The decision made in this case is contrary to the decision in the earlier case of Stilk v Myrick (1809) where it was emphasised that performance of an existing contractual duty does not constitute as consideration. In other words, if a person has already made a contract to do something, this same duty cannot be used again as consideration to the same person. In Stilk v Myrick two sailors had deserted a ship during a journey to the Baltic. Eight of the sailors who were left agreed with the captain to share the wages of the deserters between them in exchange for sailing the ship back to shore without the effort of the other two sailors. On arrival at the port the money was not paid and so the sailors sued the captain. It was held that the sailors had no more than their contractual duty, and this duty was already owed to the captain in their first agreement to sail the ship. In this situation, there may have been a certain amount of sympathy with the captain of the ship as he was trying to recruit sailors in difficult circumstances. However the was decision was reversed in the later case of Hartley v Posonby (1857). Here 17 sailors deserted a ship out of a crew of 36 sailors. From the sailors left, only a few of them were experienced seamen. A similar agreement was made with the captain to share the wages of the deserters. This was to be shared between the eight sailors remaining if the ship was to be sailed on short - handed, and this was considered a dangerous thing to do. On return, the payment was not made and so the courts held that the sailors had gone beyond their existing duty and they were entitled to the money promised. In this case, the courts probably recognised that sailing on the ship would be taking a dangerous risk, with the fact that most of the sailors had deserted, making it harder for the remaining sailors to handle the ship.

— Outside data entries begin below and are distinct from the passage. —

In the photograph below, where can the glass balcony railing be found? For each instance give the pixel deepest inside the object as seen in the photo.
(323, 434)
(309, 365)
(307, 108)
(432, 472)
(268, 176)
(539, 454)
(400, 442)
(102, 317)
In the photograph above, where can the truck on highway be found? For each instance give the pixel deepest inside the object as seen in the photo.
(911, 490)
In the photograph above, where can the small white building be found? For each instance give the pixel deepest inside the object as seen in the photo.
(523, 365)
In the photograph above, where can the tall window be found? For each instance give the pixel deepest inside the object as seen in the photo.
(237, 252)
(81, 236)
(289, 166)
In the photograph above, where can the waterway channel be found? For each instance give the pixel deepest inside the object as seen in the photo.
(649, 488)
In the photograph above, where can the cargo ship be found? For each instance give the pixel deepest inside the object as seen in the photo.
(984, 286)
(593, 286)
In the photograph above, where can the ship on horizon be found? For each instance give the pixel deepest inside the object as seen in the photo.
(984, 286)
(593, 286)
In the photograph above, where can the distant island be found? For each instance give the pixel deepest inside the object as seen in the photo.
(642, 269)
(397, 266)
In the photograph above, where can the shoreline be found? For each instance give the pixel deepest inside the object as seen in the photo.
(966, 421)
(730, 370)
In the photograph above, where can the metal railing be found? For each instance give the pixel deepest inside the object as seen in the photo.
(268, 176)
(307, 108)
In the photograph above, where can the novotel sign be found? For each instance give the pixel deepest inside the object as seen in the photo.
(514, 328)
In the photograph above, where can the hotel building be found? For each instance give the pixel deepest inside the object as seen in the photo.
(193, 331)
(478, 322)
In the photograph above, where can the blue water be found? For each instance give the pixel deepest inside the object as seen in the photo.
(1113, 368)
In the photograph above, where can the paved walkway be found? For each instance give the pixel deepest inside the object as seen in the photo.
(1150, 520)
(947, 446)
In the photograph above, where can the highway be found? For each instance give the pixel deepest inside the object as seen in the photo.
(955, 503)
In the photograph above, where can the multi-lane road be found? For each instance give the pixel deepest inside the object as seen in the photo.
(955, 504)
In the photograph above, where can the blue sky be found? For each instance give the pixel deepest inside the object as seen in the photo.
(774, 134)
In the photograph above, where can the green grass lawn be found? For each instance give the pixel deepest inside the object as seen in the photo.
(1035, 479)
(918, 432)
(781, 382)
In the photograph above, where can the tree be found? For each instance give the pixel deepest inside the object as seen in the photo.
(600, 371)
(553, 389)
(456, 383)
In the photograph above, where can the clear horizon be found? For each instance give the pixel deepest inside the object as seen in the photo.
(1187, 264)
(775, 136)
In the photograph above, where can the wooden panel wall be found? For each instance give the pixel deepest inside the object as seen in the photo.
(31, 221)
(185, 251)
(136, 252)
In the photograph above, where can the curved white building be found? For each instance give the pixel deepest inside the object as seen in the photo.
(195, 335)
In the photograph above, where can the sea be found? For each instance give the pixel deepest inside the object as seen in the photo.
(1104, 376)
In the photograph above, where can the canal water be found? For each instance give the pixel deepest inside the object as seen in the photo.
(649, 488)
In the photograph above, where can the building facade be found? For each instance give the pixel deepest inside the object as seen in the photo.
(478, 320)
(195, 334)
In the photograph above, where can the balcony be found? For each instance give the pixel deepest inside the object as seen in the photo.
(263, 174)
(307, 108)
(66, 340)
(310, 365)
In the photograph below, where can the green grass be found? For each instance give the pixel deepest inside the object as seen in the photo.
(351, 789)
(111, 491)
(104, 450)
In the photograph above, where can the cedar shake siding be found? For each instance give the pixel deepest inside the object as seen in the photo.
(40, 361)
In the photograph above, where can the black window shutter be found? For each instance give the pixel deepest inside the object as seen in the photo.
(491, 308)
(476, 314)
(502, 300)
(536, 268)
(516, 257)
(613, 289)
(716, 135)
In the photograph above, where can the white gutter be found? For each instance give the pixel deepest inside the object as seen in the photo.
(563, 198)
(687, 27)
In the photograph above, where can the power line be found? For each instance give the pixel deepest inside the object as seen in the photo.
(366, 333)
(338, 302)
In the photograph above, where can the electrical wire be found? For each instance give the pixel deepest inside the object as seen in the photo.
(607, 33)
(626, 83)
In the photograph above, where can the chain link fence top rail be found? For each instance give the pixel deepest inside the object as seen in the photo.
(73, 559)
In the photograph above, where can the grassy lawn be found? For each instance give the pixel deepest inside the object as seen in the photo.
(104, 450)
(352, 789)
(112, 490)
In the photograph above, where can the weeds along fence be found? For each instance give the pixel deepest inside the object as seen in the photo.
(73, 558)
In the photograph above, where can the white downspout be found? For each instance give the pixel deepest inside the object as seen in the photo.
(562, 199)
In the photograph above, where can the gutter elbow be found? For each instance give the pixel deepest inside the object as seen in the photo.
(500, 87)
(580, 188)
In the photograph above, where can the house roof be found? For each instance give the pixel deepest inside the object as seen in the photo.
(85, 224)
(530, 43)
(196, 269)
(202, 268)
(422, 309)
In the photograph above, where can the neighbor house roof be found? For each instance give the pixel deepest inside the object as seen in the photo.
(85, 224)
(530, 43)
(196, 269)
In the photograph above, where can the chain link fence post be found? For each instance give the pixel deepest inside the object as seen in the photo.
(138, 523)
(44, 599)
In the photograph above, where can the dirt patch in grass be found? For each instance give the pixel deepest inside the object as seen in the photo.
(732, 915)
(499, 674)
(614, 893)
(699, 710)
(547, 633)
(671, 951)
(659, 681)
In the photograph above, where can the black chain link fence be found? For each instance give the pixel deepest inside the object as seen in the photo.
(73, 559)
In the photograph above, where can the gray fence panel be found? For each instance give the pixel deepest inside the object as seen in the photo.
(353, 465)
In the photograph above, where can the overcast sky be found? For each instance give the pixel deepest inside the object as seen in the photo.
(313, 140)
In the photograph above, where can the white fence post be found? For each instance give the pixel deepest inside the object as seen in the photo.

However, the case of Williams v Roffey has caused a huge amount of discussion in the legal world, mainly because it goes against the traditional requirement of consideration and this can be seen by the facts of the case. The carpenters were due to complete the flats by a certain date in their original contract with the builders. They then further bargained with the builders, saying that they would complete by that date only if more money was paid to them. From noticing this, it could be argued that the carpenters could be seen to be doing no more than their original duty, but merely using that as an excuse so they could have more money. On the other hand, it could be argued that the builders had made a calculated choice in agreeing to pay the carpenters so they could avoid paying the extra money to the owners under a penalty clause - this can be seen as a practical benefit to the builders. This case is an example of the courts making a real effort to consider commercial realities and the difficulties the parties face when they are in financial crisis, especially in the context of recession in their trade. However, the courts have been reluctant to extend the principle any further and this was seen in Re Selectmove (1995). In this case the courts refused to apply the argument in Roffey to the rule of part payment of debt. The case involved the Inland Revenue and an arrangement took place to pay the Inland Revenue in instalments, but a claim was made that interest should not be payable as the Inland Revenue had the practical advantage of not having to go any further trouble to recover the debt and so they saw it as a shortcut to gain the money. However it was held that this was a policy decision since it involved payment to Inland Revenue and not an individual - therefore the policy had to be followed.